Tag Archives: Benny Waters

MONK ROWE’S TREASURE CHEST

Marian McPartland and Monk Rowe, photo by Val DeVisser

A the end of the preceding century, while many of us were standing at Tower Records, considering which CD to buy, Monk Rowe — musician and scholar — was busy doing good work in the land of jazz.

Monk is a modest fellow, so he will probably protest all this praise aimed at him and say, “It’s not me . . . it’s the Filius Jazz Archive at Hamilton College,” but he will have to put up with the adulation for the time being.  Monk’s ongoing gift to is a series of video interviews done with jazz artists and luminaries from 1995 on.  More than 300 interviews have been conducted, and they are appearing — almost daily — on the Archive’s YouTube channel.  Most of the interviews run an hour, which is a wonderful visit with people you and I haven’t had the opportunity for such sustained conversations with.

I confess that I have been slow in alerting JAZZ LIVES’ readers to this magic toybox, because I feared for the collective health.  The interviews are wonderfully informative in a low-key, friendly way — Rowe does not obsess over musicological details but is interested in letting the artist speak — and they are devilishly addictive.  I’ve lost hours in front of the computer because of them, so don’t say I didn’t warn you.
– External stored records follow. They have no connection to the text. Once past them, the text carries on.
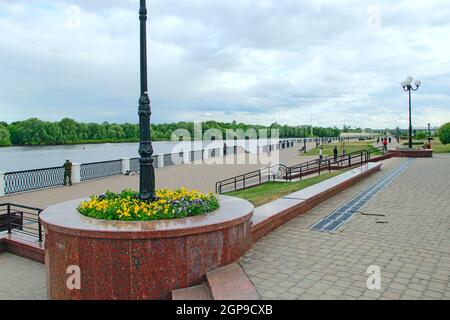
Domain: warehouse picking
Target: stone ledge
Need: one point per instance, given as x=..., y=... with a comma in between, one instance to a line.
x=144, y=260
x=22, y=247
x=231, y=283
x=270, y=216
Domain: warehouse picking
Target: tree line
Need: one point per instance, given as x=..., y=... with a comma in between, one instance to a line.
x=33, y=131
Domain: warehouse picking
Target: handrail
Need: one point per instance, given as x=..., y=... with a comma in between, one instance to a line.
x=20, y=221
And the interview subjects often are people who have not been fussed over in public — at all or in such gratifying ways.  Here are a dozen names: Manny Albam, Eddie Bert, Bill Charlap, Benny Waters, Keith Ingham, Jackie Cain and Roy Kral, Sherrie Maricle, Stanley Kay, Grover Mitchell, Rossano Sportiello, Ron Carter — and those interviews have been posted on YouTube in the past month.  Let that sink in.
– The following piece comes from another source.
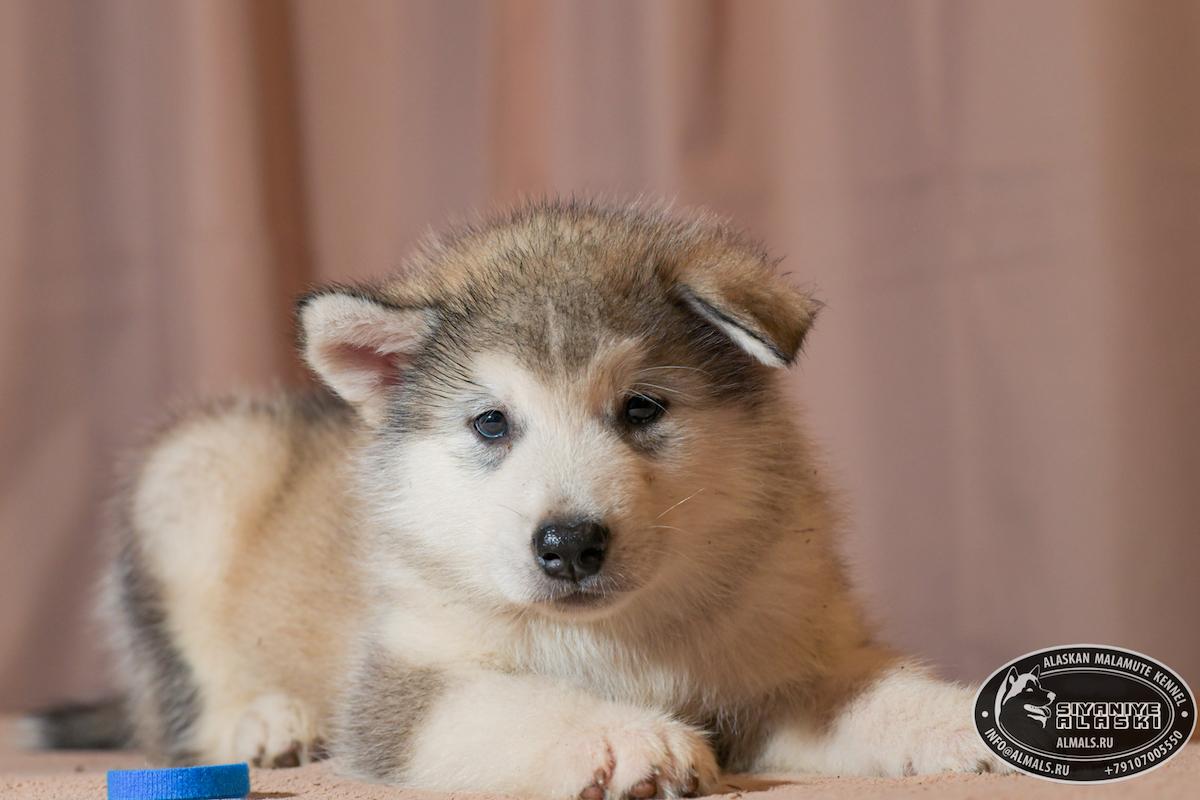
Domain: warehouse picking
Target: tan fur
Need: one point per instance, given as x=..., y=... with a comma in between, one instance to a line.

Here’s Monk himself — in under two minutes — introducing the channel.  You can see how low-key and amiably focused he is.  He mentions the book that he co-authored, drawn from the interviews: I’ve written about it here.

Here are several interviews that will fascinate JAZZ LIVES’ readers.  prepare to be entranced, amused, moved, informed.

Monk talks to Tom Baker — someone we miss seriously — in 1997: it amuses me that this interview was recorded in a corner of the Hotel Athenaeum at Chautauqua, New York — the fabled home of Jazz at Chautauqua:

and the illustrious Marty Grosz in 1995:

Kenny Davern, Part One, in conversation with Dr. Michael Woods:

and Part Two:

and “just one more,” Nicki Parrott in 2010:

Set aside a few weeks: this is much more rewarding than several semesters deep in the Jazz Studies curriculum, I assure you.  And I haven’t even included Helen and Stanley Dance, Vi Redd, Ruth Brown, Jean Bach, Jerry Jerome, Chubby and Duffy Jackson, Ralph Sutton, Bob Wilber, Joe Wilder, Sweets Edison . . . . that you can do for yourself.

May your happiness increase!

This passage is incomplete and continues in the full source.